Which is why the quote that starts this post by Neil Gaiman is worth keeping in mind.
Imagine having to sell your child on the idea of vegetables.
There’s something hardwired in children to believe that brightly coloured thing are evil – vibrant greens and red are poisonous.
It probably has a perfectly sensible evolutionary history to it.
Kids are often quite happy eating the same thing over and over again, the same cereals, the same porridge and fruit combinations.
Try and surprise them with a vegetable curry for breakfast and see what happens.
The point really is that people don’t trust change, don’t trust your fancy new fangled ideas and really want you to just go away.
So, what should you do?
Well, you could ignore everyone and create the next generation of incredibly complex and world changing software and hardware technology.
As long as you realise that the odds of success are stacked against you.
But, if you follow Whiteside’s advice, you need to ask yourself if what you do has four characteristics.
First, is it reliable – can you predict what it’s going to do most of the time?

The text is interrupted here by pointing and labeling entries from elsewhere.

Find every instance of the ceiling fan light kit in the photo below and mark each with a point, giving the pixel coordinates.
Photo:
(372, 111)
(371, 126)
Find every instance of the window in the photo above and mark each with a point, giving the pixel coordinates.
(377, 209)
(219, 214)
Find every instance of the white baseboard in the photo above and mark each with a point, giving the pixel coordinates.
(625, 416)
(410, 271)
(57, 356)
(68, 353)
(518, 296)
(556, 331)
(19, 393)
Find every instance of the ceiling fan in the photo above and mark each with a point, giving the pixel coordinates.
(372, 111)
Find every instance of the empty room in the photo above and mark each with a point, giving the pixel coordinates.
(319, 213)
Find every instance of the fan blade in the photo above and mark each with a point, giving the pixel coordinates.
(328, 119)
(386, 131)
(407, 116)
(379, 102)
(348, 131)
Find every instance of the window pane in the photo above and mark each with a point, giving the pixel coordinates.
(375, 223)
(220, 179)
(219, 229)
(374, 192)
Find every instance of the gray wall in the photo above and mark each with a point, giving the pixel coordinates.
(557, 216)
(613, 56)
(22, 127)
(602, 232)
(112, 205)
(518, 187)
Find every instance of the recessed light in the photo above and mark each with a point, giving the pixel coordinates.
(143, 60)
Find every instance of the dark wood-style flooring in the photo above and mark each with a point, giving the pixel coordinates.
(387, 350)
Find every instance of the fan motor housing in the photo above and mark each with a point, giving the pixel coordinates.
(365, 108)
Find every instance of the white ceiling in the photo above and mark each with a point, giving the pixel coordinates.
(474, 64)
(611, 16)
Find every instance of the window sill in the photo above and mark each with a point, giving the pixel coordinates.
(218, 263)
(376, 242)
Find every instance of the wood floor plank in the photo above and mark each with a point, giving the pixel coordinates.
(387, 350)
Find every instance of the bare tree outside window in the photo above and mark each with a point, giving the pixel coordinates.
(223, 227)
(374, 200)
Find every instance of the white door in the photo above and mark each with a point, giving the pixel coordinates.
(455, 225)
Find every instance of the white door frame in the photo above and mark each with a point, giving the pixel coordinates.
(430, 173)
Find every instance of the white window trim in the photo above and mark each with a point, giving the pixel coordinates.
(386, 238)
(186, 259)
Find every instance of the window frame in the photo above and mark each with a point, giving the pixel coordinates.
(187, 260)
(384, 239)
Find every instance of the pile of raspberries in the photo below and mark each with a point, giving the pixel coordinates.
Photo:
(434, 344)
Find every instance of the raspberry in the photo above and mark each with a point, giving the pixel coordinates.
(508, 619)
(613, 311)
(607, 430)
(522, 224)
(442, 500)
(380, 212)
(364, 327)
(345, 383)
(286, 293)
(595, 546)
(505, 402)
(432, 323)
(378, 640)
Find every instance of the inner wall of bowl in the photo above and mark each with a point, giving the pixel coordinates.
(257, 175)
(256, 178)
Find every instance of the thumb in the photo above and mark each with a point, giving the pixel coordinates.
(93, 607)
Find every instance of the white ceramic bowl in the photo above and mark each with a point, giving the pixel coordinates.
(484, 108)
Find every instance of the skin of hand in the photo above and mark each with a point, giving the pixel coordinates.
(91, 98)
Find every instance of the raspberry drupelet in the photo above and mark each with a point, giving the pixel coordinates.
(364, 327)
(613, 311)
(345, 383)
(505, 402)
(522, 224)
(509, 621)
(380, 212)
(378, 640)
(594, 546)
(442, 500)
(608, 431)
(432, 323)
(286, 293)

If something works then that’s a good start.
Next, is it cheap?
If something is cheap, Whitesides says, someone will find a use for it.
Then, do you get a lot of value for the cost – is it something that is actually very useful?
And finally is it a building block – can you stack it to make things?
Now, the image that comes to mind – the simplest, cheapest thing that exemplifies this is a brick – a literal brick.
It’s reliable – you know how it works.
You can stack it.
And you can build a cathedral with it.
In the world of computing the Unix philosophy is based on pretty much the same principles.
The thing is that nobody starts with something simple.
We start with a mess – and in our first attempts to understand or build something we make it complicated.
And then we learn and start stripping away – refactoring and redesigning – trying to make it simpler.
But that’s easier said than done.
Often it’s easier to throw everything away and start again.
But with the benefit of the learning you’ve gained along the way.
The answer, perhaps, to why we overcomplicate things is because that’s the easy thing to do.
Ironically, it takes thought and effort to keep things simple.
And that’s what makes it more valuable to us as humans.